4 oz unsweetened chocolate, chopped
3/4 cups evaporated milk
1/3 cup confectioner’s sugar
1/2 cup unsalted butter, room temperature
1/2 teaspoon vanilla


1. Melt chopped chocolate on a double broiler, stir thoroughly until smooth, remove from heat, then set aside to cool.

2. Using a blender, mix the milk and sugar and beat for a minute. Add vanilla and pulse. Add the melted chocolate and soft butter and blend for about 2 minutes. Beat for another minute or until thick and shiny; you will notice a change in sound, this means you already have the right consistency.

3. Pour icing to a bowl and let sit at room temperature for about an hour.

Recipe notes: MAKE SURE your unsalted butter is at room temperature before using. I learned to hard way and had to discard my almost finished icing to make a new one.
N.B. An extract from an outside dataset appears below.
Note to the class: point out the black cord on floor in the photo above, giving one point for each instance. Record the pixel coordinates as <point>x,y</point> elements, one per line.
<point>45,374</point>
The coldness of the butter destroyed the texture and so the icing had tiny bits of lumps. It changed the taste of the icing as well. Eeeck.



Cream Cheese Icing


16 oz. cream cheese (2 packages) softened
1/2 cup unsalted butter (one stick), softened
1 teaspoon vanilla extract
2 1/2 cups powdered sugar, sifted
pinch of salt


With an electric mixer, blend together cream cheese and butter until smooth.  Turn mixer to low speed and blend in powdered sugar, salt and vanilla extract.  Turn mixer on high and beat until light and fluffy. Use immediately or refrigerate, covered, until ready to use.  If refrigerated, the frosting will need to be brought to room temperature before using (after frosting softens up, beat with mixer until smooth).

Recipe Notes: Make sure your butter and cream cheese is in room temperature if you want a smooth icing. I learned the hard way.. I had a lumped icing. Wooops.